Sunday’s sermon was a difficult one to write and a difficult one to preach in a difficult service to lead.
I was in my own pain, my own sadness this past weekend. A personal thing, a small one. Very small, in fact, nearly invisible. Nothing that can’t be healed by a day’s worth of tears (okay a day’s worth and a few nights). But I found myself identifying with the people of Israel in Isaiah 61, feeling that life was being more than a bit unfair, and found myself identifying with Jenny, my sermon example. I certainly found myself struggling to whip up some hope and joy this third Sunday of Advent.
There are a limited range of options in such situations. Put on a happy face, for this is the Sunday of joy, and preach yourself into a place where you feel joy. Act ‘as if,’ as Pascal says, in the hopes that the ‘as if’ becomes the actual. But I’m not a very good actress. I think it might have smacked of a little– or a lot of– insincerity. I considered for a moment calling in sick, and asking people to do a hymn sing. This wouldn’t have worked in Plainfield, where our pianist is out and we sing to pre-recorded CDs. It might have been just fine in Montpelier, where we had no heat, and the remaining ‘frozen chosen’ who for whatever reason did not go home, might have been okay with no sermon at all (and yes, I did lead the service wearing my fingerless gloves. No, I don’t think that’s disrespectful; I think it’s warm).

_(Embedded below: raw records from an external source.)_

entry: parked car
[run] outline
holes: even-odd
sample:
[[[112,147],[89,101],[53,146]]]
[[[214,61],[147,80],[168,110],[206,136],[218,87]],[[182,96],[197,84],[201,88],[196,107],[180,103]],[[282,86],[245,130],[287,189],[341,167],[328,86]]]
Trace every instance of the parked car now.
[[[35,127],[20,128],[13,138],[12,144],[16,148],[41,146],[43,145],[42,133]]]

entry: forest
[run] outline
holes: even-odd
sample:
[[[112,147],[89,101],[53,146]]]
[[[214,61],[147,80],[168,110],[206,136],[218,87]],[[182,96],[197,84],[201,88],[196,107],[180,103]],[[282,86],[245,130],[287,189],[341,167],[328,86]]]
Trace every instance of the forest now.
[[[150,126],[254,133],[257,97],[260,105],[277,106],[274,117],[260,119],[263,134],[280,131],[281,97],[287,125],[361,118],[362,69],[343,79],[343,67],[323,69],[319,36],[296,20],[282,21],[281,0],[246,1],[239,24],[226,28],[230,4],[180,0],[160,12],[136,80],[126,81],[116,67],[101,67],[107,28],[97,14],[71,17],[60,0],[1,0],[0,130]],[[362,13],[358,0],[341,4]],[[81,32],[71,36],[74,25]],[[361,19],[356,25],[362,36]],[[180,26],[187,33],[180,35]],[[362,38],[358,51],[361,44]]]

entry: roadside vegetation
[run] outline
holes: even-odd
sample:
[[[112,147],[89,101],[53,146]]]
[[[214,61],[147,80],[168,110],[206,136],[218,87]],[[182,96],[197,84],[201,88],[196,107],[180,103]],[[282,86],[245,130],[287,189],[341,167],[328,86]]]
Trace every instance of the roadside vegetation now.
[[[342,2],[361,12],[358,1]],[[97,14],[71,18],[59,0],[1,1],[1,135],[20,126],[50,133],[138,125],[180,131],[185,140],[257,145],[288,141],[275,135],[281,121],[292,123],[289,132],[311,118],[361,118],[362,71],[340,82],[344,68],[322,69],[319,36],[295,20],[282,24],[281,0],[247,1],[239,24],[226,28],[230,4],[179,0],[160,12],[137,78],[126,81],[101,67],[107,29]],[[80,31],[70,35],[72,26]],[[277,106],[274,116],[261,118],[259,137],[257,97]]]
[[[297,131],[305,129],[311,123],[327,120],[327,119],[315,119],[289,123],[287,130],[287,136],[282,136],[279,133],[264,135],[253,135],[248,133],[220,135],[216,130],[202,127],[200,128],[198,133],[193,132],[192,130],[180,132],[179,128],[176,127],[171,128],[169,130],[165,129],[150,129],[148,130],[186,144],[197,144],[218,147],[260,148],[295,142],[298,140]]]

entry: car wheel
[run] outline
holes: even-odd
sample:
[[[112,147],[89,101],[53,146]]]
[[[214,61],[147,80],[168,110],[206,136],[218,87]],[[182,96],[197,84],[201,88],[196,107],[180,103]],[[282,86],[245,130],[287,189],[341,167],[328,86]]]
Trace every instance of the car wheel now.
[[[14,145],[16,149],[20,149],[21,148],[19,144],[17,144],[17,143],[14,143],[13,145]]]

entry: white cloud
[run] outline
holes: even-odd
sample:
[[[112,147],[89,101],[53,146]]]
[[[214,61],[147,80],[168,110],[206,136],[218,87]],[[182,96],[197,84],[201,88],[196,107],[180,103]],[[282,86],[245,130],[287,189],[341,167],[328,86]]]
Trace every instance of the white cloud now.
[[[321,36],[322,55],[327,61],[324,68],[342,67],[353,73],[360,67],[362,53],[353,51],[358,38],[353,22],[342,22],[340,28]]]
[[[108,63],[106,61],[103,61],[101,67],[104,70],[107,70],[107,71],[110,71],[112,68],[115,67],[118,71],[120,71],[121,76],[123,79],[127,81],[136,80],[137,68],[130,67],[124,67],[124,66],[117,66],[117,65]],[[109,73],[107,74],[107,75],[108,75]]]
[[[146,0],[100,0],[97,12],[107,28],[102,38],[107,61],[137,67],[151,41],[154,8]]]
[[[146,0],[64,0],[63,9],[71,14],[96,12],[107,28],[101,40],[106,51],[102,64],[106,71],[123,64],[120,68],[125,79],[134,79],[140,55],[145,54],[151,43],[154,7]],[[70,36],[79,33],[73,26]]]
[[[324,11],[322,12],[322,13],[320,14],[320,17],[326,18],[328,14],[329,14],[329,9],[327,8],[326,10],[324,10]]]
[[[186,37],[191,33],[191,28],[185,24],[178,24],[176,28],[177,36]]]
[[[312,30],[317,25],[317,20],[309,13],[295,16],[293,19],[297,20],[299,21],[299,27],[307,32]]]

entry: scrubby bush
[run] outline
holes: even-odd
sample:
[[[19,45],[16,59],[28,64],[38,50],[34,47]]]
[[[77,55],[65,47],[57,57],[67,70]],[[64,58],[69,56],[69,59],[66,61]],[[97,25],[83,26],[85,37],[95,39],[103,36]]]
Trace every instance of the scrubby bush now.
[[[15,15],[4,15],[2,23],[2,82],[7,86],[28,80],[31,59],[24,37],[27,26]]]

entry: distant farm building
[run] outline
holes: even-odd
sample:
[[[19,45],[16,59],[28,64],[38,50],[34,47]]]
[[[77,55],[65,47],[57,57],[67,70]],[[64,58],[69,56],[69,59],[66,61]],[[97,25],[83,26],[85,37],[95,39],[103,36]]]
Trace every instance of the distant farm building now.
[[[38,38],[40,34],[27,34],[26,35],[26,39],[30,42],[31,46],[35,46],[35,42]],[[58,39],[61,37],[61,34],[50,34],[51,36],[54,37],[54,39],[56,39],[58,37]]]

But I instead chose to embrace it, to acknowledge the pain I was experiencing and preach from it, preach through it, and let it speak to our need for joy.
They say you never preach a sermon that you yourself don’t need to hear.
Listening to the sermon (which I rarely do, but did this week, because I need to hear it), I think you can hear it in my voice, the little quiver when I say things like “sometimes, we carry around secret pain,” or when I read the psalmists’ laments, or when I pray for the grace even to let go of the things still tangled up in us. I think I made the right choice, the honest choice, and I hope that confronting and laying down my own pain enabled others to do the same.
Your turn, if you like. How do you handle it when you have to go through the motions? Are you good at putting on the happy face? Are there times when you push into your pain or anger or grief?